Although efforts to create an AIDS vaccine have gone on for more than three decades, none has produced a successful result. Strategies that have worked for more than a dozen other pathogens are easily thwarted by the slippery and unpredictable quick-change artist known as human immunodeficiency virus, or HIV.
HIV has evolved into a master of avoiding immune system detection by undergoing spontaneous mutations that effectively make it a moving target. The most common and virulent strain of the virus, HIV-1, has the highest reported mutation rate for any biological system, a study published in PLOS Biology last year discovered. In fact, the number of mutations in a single HIV-infected patient is comparable to all the mutations that have ever occurred in the history of the influenza virus.
But according to a machine learning expert, HIV's mutation-happy defense mechanism also could point to its eventual downfall. David Heckerman, distinguished scientist and senior director of the Genomics Group at Microsoft Research, is combining his expertise in computer science with his background as a medical doctor to apply machine learning to the creation of an AIDS vaccine.
In the 1990s, Heckerman invented the spam filter by creating computer programs that were able to learn and make predictions about spam vs. other email. Now he's using some of those techniques — along with thousands of computers — to analyze HIV's many mutations to pick out ones that spell death for the virus. His hope is to create a vaccine that teaches the body's immune system to target these vulnerable fragments of HIV that can't escape through mutation.
We spoke to Heckerman about the similarities between fighting spammers and HIV, how he discovered the virus's weak link and his plans for an AIDS vaccine.
Q: Earlier in your career, you used machine learning to invent the spam filter — now, of course, a key component of all email systems. Describe what you had to do in order to thwart spammers.
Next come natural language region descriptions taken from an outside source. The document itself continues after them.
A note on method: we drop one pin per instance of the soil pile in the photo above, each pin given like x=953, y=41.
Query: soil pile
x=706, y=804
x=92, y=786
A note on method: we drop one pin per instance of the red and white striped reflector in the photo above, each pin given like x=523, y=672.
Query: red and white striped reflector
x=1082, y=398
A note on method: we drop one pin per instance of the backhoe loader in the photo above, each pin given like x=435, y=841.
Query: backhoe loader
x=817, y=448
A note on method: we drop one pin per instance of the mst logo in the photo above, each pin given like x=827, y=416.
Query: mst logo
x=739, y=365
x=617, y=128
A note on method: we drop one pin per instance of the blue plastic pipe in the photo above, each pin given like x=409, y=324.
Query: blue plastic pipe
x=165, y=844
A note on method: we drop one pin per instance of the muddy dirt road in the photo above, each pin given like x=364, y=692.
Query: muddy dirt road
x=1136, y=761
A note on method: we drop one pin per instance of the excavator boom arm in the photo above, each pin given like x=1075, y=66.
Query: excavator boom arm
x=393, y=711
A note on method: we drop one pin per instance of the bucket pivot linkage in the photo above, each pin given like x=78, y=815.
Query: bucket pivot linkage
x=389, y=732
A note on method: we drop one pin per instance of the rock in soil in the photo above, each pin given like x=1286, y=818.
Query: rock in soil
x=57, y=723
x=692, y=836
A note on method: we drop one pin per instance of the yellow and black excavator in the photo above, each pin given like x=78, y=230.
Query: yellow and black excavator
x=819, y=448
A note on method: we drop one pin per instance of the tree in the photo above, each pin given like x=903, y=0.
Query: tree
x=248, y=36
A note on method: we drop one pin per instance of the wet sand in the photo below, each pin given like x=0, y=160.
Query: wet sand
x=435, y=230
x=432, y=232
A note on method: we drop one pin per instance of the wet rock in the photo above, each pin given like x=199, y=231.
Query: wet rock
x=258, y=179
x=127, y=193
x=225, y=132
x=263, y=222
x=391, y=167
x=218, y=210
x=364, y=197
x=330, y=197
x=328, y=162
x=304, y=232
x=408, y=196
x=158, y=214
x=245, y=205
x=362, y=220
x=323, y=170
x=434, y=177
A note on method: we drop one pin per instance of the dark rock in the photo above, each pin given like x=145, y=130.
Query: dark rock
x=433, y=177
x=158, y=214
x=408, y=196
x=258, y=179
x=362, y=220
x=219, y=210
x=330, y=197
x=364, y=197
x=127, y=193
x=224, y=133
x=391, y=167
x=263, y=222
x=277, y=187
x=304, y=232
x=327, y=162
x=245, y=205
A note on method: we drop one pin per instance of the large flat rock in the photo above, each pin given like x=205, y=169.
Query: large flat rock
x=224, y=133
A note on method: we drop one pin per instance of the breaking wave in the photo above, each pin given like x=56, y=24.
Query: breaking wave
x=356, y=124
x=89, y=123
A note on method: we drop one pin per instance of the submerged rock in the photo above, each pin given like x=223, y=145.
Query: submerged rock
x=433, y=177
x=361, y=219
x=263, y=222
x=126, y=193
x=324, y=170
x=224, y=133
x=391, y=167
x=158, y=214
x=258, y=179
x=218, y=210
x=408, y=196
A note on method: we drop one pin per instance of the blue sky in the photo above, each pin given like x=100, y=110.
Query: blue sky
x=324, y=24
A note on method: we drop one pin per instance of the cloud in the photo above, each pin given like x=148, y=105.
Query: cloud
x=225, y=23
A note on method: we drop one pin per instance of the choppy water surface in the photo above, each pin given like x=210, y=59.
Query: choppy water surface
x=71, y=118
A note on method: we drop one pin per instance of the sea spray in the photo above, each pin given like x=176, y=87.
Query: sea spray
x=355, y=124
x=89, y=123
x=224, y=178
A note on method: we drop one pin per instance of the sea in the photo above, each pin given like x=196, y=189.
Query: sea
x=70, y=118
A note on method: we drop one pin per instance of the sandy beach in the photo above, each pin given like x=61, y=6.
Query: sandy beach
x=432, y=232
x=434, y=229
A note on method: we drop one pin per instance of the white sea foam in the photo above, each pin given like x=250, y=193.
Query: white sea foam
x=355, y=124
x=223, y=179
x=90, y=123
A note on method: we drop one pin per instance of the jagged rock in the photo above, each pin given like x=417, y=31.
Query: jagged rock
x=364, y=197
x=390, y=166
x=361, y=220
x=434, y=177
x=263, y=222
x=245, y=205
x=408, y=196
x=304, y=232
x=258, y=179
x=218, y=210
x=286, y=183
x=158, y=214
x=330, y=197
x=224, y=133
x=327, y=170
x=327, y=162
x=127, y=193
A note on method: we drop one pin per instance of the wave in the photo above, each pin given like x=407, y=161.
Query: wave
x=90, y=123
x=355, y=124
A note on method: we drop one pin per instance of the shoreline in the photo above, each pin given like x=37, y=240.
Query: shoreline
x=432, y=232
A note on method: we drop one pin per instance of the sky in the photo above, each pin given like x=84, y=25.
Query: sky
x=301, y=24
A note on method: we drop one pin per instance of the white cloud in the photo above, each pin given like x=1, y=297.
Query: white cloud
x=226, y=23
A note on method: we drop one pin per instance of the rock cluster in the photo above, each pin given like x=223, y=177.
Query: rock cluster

I invented the spam filter back in 1997, which uses machine learning. Basically, you show a computer examples of spam mail and non-spam mail, and then you apply machine learning algorithms to predict whether an incoming message is spam or not. We deployed the spam filter at Microsoft, and we noticed something interesting happened.
First, our spam filter would pick up on certain words, like "Viagra." But spammers would catch on to this and replace the last “a” with an at-sign (“Viagr@”) — to a human, it looks like the same word, but to a computer program, it doesn't. As a result, these messages were getting through our spam filter. We would change our spam filter to catch the at sign at the end, and spammers would just do something else, like embed the word in a bitmap image.
We were going back and forth like this for a long time, but eventually we stepped back to be more strategic. We realized we should go after the weak link of spammers, which was their need to extract money. We basically scanned the Internet for the websites that were collecting money, built a catalogue of those sites, and if a message had a link to one of these pages, we would increase the probability that it was spam. This is back when people weren't buying much on the Internet, so this spam filter worked really well because one of the main things that was being bought online was spam-related. It made it a very telltale signature that the message that you were receiving was spam.
Q: How does your work with spam filters relate to the seemingly unrelated task of finding an HIV vaccine?
I started getting interested in this problem with HIV, and it turns out there's a very close analogy here: Spammers mutate their spam messages to work around our filters, and HIV mutates itself to avoid attack by our immune system. Proteins are strings of amino acids that fold up and form little machines that do their good or bad things — in the case of HIV, it's bad things. HIV can mutate those proteins very robustly. It's amazing how many mutations HIV can withstand and still survive, be able to replicate and do its damage.
As with spammers, we were thinking that there has to be a weak link somewhere. There has to be some regions of the protein that when they mutate, they're going to really hurt HIV, maybe even kill HIV. So we started using machine learning in two different ways to find these weak links. In one way, I collaborated with Bruce Walker at the Ragon Institute, who had a cohort of people who were infected with HIV but not severely sickened by the virus. They're called HIV controllers. Using machine learning, we compared the places where their immune systems were attacking HIV to those of non-controllers. Sure enough, we found some regions where there were differences in where these attacks were happening, which suggested that they might be vulnerable to attack
Then we used another machine learning technique where we simulated the physical properties of the protein after they underwent mutations at various sites, and we were able to see which mutations destabilized the protein. These two different techniques of comparing controllers and non-controllers and running the physics simulations of the proteins themselves actually yielded roughly the same answers. They pointed to the same regions of HIV that are vulnerable.
Q: What are your next steps in applying this knowledge about the vulnerabilities of HIV to one day treat patients?
The next step is to design a vaccine that you could give to an individual that would teach their immune system to attack at those vulnerable regions instead of random places. Several known mechanisms may work. We are exploring which ones will be most safe and effective.